Das Ausstellungshaus der Julia Stoschek Collection wurde 1907 als viergeschossiges Fabrikgebäude der Firma Die Bühne GmbH in Düsseldorf, Oberkassel gebaut. Angesichts des städtebaulichen Wandels erinnert das Gebäude heute an einen ehemaligen Industriestandort und an die Güterbahnhofsgegend am Belsenplatz – eine Feldbahn für Koks- und Kulissentransport.

In der Kombination fortschrittlicher Bautechnik wie beispielsweise der Arbeit mit Stahlbeton und der gleichzeitigen Verwendung traditioneller Elemente - zum Beispiel die das Hauptgebäude flankierenden Türme - ist der Bau auch ein beispielhaftes Denkmal der Industriearchitektur der Frühmoderne. Durch die Vielzahl der Nutzungen in seinem 100jährigen Bestehen legt das Gebäude eine Entwicklung der Arbeits- und Produktionsverhältnisse offen und repräsentiert eine Gewerbegeschichte des 20.Jahrhundert.

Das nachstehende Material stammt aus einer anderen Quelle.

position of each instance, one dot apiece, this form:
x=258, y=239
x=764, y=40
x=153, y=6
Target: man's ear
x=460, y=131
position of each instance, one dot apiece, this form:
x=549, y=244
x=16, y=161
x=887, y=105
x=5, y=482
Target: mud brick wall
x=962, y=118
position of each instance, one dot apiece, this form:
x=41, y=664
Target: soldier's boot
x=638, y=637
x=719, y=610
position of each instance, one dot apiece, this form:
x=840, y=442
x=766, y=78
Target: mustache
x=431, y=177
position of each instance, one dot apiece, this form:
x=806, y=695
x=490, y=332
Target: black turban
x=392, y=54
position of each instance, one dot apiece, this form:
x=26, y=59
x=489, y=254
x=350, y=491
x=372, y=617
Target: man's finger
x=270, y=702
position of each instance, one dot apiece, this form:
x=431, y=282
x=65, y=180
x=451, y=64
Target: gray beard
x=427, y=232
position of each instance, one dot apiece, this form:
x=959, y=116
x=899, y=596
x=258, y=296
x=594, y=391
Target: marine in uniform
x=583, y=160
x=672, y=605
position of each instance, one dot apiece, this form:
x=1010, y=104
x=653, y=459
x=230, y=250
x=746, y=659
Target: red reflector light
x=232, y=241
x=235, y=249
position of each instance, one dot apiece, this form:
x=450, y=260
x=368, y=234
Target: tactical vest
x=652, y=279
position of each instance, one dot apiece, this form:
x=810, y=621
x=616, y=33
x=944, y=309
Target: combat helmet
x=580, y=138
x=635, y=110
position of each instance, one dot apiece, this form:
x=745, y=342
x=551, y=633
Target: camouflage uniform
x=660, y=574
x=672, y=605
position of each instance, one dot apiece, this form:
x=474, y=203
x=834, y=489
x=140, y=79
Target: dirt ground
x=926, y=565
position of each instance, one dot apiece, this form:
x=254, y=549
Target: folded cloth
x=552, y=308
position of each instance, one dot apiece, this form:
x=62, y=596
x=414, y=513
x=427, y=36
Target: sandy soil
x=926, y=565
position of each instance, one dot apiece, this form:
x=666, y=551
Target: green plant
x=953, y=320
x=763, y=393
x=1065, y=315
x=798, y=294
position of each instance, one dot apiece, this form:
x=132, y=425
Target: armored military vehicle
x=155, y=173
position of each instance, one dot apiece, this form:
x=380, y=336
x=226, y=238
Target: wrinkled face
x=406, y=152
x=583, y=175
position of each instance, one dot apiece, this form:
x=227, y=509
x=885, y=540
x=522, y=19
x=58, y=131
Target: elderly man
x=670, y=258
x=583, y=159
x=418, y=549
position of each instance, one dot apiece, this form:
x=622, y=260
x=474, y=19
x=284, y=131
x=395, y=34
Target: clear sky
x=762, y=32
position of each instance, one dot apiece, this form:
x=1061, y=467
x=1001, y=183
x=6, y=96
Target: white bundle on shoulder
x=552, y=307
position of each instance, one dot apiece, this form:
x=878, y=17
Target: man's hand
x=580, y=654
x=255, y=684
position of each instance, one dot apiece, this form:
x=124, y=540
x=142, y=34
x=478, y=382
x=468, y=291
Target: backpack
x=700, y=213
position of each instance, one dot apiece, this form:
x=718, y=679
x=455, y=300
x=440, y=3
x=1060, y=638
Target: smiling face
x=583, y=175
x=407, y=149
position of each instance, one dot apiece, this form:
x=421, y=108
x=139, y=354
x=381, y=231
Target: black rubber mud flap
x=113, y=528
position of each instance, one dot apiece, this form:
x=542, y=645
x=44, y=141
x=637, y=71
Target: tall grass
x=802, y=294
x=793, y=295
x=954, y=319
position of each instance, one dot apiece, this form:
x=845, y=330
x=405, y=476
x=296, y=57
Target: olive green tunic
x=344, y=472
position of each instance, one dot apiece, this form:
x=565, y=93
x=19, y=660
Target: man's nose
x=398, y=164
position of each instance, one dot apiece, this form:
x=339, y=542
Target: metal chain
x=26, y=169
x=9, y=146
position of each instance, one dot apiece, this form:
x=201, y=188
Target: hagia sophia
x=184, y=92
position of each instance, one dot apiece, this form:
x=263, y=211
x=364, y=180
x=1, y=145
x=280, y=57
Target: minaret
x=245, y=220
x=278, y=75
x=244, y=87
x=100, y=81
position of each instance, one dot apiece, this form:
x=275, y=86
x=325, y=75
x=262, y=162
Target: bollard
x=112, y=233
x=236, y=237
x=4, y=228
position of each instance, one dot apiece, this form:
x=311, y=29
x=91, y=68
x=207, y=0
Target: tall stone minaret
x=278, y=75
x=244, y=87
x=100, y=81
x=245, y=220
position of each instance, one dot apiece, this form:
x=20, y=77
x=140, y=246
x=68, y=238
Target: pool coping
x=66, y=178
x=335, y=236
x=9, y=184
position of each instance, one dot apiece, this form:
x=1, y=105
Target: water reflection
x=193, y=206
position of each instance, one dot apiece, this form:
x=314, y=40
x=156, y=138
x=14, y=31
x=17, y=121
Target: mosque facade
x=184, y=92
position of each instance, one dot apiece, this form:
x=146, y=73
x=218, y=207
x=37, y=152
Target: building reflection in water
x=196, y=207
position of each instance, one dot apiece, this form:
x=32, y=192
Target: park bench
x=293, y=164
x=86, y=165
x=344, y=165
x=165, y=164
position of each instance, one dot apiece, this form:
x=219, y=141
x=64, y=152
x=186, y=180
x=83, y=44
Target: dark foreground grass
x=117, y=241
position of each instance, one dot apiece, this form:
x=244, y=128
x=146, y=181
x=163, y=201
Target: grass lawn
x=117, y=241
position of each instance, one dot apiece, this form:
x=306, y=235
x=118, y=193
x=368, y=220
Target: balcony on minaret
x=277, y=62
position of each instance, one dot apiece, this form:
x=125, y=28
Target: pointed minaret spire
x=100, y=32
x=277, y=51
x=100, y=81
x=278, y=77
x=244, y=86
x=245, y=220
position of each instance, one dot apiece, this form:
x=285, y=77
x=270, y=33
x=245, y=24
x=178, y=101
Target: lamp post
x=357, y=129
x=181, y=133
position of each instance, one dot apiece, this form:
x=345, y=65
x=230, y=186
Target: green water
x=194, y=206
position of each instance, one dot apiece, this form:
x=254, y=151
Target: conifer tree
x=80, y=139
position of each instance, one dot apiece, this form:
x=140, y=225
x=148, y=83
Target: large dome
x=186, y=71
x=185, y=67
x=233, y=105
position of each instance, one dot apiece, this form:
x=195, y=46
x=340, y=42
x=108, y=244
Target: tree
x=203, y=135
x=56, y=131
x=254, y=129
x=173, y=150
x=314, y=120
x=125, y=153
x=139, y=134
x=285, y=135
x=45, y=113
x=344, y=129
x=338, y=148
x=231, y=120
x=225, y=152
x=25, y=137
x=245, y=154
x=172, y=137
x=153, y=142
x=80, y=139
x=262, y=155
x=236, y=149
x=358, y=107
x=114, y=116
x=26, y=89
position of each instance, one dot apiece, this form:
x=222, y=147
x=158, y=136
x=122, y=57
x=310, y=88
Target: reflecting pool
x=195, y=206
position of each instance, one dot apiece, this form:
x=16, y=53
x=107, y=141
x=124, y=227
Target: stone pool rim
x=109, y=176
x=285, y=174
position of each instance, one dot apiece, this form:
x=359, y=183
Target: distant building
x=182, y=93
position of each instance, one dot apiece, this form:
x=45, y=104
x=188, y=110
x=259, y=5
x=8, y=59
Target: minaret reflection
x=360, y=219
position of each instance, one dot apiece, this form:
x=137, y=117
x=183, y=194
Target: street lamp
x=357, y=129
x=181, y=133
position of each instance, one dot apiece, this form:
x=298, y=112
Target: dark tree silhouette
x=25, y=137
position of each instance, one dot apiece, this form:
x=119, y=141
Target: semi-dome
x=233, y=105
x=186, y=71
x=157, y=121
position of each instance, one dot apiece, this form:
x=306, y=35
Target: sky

Im Wesentlichen lassen sich vier Nutzungsperioden in der Geschichte des Fabrikhauses ablesen: Der Bauherr und erste Besitzer des Gebäudes ist die Firma Die Bühne GmbH, die am 2.3.1907 den Bauantrag durch Direktor Max David stellt. Bis 1912 wird das Gebäude zur Herstellung künstlerischer Theaterausstattung genutzt und es befinden sich dort von der Schmiede, Schlosserei, Sattlerei bis zur Schreinerei und einem Malersaal verschiedene, Hand in Hand arbeitende Werkstätten.

Ab 1911/12 teilt sich die Bühne die Geschosse einerseits mit der Rheinischen Aerowerke GmbH, die als Untermieter einen Prüfstand für 3-Zylinder Motoren für Luftschiffe sowie einige Werkstätten betreibt, andererseits kommt die Neue Licht Gesellschaft zur Fabrikation von Leuchtmitteln ab 1912 ins Haus.

Nachdem die Bühne den Büro- und Fabrikbetrieb am 7.11.1912 einstellt, zieht 1913 die Spirella Company als zweiter Besitzer in das Gebäude an der Schanzenstraße und bleibt dort bis 1936 ansässig. Im Fabrikbau will die Spirella Gesellschaft Damenkorsette und Korsette für medizinische Zwecke fertigen. 1913 fabriziert parallel Gustav Görisch Harnische, Helme, Schilder, Schwerter, Kettpanzer, Waffen und Schmuck für Theater und Sammlerzwecke. Im 1. Weltkrieg waren Teile des Geländes an die Metallindustrie GmbH verpachtet und ab 1916 gleichfalls an die Holzindustrie, in der Geschosskästeneinsätze für den Heeresbedarf gefertigt wurden.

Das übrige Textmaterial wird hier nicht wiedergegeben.